A questo proposito, annunciano i parlamentari “Futuro Nazionale presenterà un’interrogazione parlamentare al ministro della Salute Schillaci sull’incredibile corso organizzato a Riccione dall’associazione italiana di ostetricia”.
Bergamini e Sasso sostengono che queste lezioni formative hanno un significato eloquente: “dopo la scuola e l’università, l’ideologia gender sta permeando il nostro sistema sanitario“.
I vannacciani sostengono che “non la scienza o la medicina, ma chi ci lavora” oramai “si lascia abbindolare dalla propaganda arcobaleno. Il metodo è sempre lo stesso: trasformare rivendicazioni ideologiche in diritti e pretendere che vengano riconosciuti, pena l’accusa di essere medievali e trogloditi”.

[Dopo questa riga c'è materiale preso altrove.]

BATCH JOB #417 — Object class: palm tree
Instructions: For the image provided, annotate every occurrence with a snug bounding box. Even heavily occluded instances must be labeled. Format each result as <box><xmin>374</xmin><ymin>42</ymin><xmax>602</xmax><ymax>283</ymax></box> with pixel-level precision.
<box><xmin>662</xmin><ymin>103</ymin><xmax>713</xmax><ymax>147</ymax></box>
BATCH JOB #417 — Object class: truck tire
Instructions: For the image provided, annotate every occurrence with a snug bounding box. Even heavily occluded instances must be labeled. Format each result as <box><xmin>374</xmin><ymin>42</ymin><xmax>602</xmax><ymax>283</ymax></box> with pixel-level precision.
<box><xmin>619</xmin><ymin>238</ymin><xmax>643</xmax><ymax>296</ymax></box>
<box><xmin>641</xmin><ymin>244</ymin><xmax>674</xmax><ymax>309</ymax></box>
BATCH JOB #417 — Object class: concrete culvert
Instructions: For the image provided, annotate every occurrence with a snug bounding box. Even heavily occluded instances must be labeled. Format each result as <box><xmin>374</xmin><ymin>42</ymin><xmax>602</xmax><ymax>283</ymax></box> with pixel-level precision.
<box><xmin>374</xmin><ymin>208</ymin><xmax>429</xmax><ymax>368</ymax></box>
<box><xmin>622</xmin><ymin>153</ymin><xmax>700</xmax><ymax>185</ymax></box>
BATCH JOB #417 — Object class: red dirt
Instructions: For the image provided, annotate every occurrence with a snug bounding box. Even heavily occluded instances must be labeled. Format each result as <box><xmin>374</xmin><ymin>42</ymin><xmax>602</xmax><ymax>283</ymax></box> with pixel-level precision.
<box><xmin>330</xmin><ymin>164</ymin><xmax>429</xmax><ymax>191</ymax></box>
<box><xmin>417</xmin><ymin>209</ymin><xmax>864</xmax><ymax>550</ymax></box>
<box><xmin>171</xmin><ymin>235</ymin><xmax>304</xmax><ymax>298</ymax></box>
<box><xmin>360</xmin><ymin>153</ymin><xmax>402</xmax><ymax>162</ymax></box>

“Ci avevano già provato – proseguono Bergamini e Sasso – con la Società italiana di pediatria e la sua guida gender. Prima ancora, quando alcune ostetriche avevano detto no al Pride, erano state invitate a ‘rieducarsi’ con corsi transgender. Ora si arriva all’allattamento maschile”.
Ma, sottolineano i due deputati del partito guidato dall’ex generale Roberto Vannacci, “un uomo non allatta: è realtà biologica, non un’opinione. In un governo che ama definirsi di destra queste cose non possono più passare sotto silenzio. Il ministro Schillaci è sempre più distratto. Noi no. Basta con la morbidezza sull’ideologia gender”.
Esattamente un anno fa, l’allora deputato leghista Rossano Sasso disse che “se qualcuno vuole continuare a far tenere corsi con drag queen, trans e attivisti lgbt di sinistra a dei bambini, lo faccia a casa propria, non a scuola con figli altrui”.
“L’educazione dei figli – ha concluso Sasso – spetta prima di tutto alle famiglie, come stabilito dall’art.30 della Costituzione. La Lega dice no al preciso disegno politico di Schlein e Conte di voler promuovere l’ideologia gender nelle scuole”.